Language Speakers Villages Dialects Alternate names Locations
Situ 35,000-40,000 57 7+ rGyalrong, kəru, roŋba almost entirely in Barkam County; NE Jinchuan County; NW Li County
rGyalrong, South-central 33,000 (out of 45,000 ethnic people) 111 3+ rGyalrong, roŋba Xiaojin, Danba, and Baoxing Counties
Japhug 4,000-5,000 19 3 townships in NE Barkam County, namely Lóng’ěrjiǎ, Dàzàng, and Shā’ěrzōng
Tshobdun 3,000 10 stodpaskʰət Caodeng/Tsho-bdun (WT Tshobdun) Township, Barkam County
Zbu 6,000+ 28 stodpaskʰət Barkam, Rangtang, Seda, and Aba counties

References

  1. rGyalrong at Ethnologue (18th ed., 2015)
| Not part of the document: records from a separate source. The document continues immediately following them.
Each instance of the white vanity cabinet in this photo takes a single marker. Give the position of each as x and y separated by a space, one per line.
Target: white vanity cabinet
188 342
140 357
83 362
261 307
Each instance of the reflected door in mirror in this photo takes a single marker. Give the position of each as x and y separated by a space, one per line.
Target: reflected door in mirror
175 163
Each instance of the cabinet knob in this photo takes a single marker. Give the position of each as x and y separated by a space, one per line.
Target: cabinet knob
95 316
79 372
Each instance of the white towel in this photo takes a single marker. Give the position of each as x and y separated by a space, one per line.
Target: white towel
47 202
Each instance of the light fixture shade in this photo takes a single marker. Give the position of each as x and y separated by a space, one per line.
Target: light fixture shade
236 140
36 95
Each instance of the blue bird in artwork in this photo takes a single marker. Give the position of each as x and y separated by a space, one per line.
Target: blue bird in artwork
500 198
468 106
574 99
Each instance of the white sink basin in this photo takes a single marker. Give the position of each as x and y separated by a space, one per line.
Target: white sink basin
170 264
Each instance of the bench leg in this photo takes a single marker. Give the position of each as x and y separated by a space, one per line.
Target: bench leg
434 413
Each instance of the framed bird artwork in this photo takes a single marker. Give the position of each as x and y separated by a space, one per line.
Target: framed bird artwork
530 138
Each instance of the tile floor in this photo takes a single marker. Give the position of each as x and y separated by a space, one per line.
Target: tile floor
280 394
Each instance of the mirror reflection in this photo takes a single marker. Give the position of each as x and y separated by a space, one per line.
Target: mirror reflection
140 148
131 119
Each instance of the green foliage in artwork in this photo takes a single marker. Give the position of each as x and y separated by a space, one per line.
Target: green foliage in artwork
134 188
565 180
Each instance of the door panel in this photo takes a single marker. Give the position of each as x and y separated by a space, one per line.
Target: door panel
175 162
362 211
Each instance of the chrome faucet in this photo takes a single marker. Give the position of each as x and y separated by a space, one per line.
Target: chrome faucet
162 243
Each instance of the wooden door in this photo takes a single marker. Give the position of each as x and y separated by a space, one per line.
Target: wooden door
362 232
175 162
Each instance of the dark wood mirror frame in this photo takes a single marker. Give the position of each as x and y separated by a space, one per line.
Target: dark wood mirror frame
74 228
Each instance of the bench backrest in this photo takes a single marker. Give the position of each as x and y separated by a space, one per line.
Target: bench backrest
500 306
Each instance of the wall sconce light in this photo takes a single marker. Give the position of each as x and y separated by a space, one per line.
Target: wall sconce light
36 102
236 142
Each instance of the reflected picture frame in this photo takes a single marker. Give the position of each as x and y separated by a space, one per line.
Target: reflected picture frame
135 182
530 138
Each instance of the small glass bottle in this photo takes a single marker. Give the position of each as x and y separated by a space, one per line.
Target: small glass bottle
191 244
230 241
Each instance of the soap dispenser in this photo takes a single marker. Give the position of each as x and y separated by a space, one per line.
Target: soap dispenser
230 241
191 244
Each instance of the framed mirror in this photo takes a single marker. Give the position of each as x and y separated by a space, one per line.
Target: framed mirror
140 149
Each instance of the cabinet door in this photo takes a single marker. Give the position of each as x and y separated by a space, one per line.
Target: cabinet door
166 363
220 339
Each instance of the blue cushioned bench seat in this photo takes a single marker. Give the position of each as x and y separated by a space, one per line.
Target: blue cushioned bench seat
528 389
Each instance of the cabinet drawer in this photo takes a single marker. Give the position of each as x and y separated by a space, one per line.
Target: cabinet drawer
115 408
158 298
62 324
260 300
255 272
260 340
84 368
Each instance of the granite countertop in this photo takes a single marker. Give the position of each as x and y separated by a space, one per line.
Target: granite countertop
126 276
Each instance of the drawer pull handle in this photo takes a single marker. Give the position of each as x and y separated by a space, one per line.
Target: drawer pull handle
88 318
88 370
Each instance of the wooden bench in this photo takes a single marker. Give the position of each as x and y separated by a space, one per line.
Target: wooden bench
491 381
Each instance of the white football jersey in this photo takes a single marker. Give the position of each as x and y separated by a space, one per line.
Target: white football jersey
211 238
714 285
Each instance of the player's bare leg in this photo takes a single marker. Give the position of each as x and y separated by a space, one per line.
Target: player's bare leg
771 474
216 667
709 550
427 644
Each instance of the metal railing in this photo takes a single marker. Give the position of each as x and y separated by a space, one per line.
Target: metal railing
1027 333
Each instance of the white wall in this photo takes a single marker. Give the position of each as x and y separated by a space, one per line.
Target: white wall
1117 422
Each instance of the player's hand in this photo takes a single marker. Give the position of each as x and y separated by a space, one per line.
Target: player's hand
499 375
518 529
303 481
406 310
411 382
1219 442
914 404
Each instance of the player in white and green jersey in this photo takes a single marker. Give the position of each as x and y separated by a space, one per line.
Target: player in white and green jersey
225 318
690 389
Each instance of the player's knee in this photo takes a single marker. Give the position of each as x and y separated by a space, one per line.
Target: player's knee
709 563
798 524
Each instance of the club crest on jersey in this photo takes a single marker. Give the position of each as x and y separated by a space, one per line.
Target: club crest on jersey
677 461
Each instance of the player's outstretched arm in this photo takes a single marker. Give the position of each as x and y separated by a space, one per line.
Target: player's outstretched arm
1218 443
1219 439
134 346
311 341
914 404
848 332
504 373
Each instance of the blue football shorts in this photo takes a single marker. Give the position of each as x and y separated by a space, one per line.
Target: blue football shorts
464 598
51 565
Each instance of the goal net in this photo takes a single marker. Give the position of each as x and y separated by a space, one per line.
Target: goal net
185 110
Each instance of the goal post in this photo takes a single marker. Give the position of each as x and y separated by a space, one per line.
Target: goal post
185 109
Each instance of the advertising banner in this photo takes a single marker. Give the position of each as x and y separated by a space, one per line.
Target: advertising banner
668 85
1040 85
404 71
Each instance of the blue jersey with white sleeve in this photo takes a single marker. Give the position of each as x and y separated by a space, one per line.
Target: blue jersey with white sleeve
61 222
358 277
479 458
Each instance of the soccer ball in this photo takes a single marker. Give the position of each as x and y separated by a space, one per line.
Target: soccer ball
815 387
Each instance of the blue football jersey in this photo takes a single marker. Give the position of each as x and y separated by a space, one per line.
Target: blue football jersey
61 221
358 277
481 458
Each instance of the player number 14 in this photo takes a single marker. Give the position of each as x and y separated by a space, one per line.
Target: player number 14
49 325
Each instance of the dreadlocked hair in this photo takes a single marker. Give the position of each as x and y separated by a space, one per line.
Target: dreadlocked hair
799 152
  2. Hammarström, Harald; Forkel, Robert; Haspelmath, Martin, eds (2017). "Gyalrongic". Glottolog 3.0. Jena, Germany: Max Planck Institute for the Science of Human History. http://glottolog.org/resource/languoid/id/rgya1241. 
  3. 《嘉絨藏族民俗志》,李茂,李忠俊著,p. 44
  4. Gates, Jesse P. 2014. Situ in Situ: Towards a Dialectology of Jiarong (rGyalrong). LINCOM Studies in Asian Linguistics 80. Munich: Lincom Europa. ISBN:9783862884728
  5. Jacques, Guillaumes. 2017. Rgyalrong language. In Encyclopedia of Chinese languages and linguistics (volume 3), p.583. Leiden: Brill.
  6. Gates, Jesse P. 2012. Situ in situ: towards a dialectology of Jiāróng (rGyalrong). M.A. thesis, Trinity Western University.